The Statistical Basis of System Marginality Validation (SMV)

Alan Sguigna

March 16, 2014
4:48 pm

Determining the margins of a system requires taking a statistically large-enough data collection sample size to achieve a meaningful result. The sample size takes into account variances due to silicon process, temperature, voltage, finite test time, and a number of other factors. What is the math behind this?
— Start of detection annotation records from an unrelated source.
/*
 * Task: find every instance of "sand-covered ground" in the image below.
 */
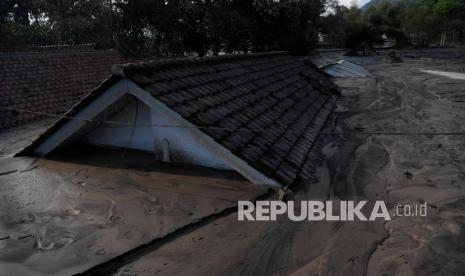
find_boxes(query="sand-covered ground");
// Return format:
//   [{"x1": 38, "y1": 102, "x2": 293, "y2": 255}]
[
  {"x1": 116, "y1": 60, "x2": 465, "y2": 276},
  {"x1": 0, "y1": 147, "x2": 267, "y2": 275},
  {"x1": 0, "y1": 59, "x2": 465, "y2": 276}
]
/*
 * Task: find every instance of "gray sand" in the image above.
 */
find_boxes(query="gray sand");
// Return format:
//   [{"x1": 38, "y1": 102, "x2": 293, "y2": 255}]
[{"x1": 116, "y1": 60, "x2": 465, "y2": 276}]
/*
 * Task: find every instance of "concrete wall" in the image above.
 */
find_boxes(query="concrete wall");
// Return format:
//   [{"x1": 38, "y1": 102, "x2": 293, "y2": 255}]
[{"x1": 82, "y1": 101, "x2": 232, "y2": 170}]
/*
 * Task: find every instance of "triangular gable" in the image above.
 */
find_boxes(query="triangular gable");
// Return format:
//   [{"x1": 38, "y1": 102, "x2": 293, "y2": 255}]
[
  {"x1": 26, "y1": 79, "x2": 281, "y2": 188},
  {"x1": 20, "y1": 53, "x2": 340, "y2": 189}
]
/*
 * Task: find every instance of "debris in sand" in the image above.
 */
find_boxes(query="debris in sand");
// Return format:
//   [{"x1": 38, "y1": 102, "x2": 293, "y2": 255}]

System Marginality Validation (SMV) uses on-chip embedded instrumentation to perform the margining function. Examples include Intel® Interconnect Built-In Self Test (IBIST) or Freescale™ DDR Validation Tool. The silicon embedded instruments are used in conjunction with PC-based software, such as ASSET ScanWorks®, to perform pattern generation, capture, loopback, voltage and time margining, and error checking functions, among many others. A margin run on, for example, a SATA 3 bus might look like this:

Green indicates that the no errors were encountered on the lane during the dwell time at the margining point (typically one second or thereabouts). A yellow indicates a correctable error was detected. Red indicates an undetectable error was detected.

The results vary from margin run to margin run, affected by:

Silicon high volume manufacturing (HVM) variances between and within lots
A finite number of test samples taken
An adjustment for the bit error rate measurable via the limited dwell time
Chip and board effects such as temperature, voltage, humidity, silicon aging, etc.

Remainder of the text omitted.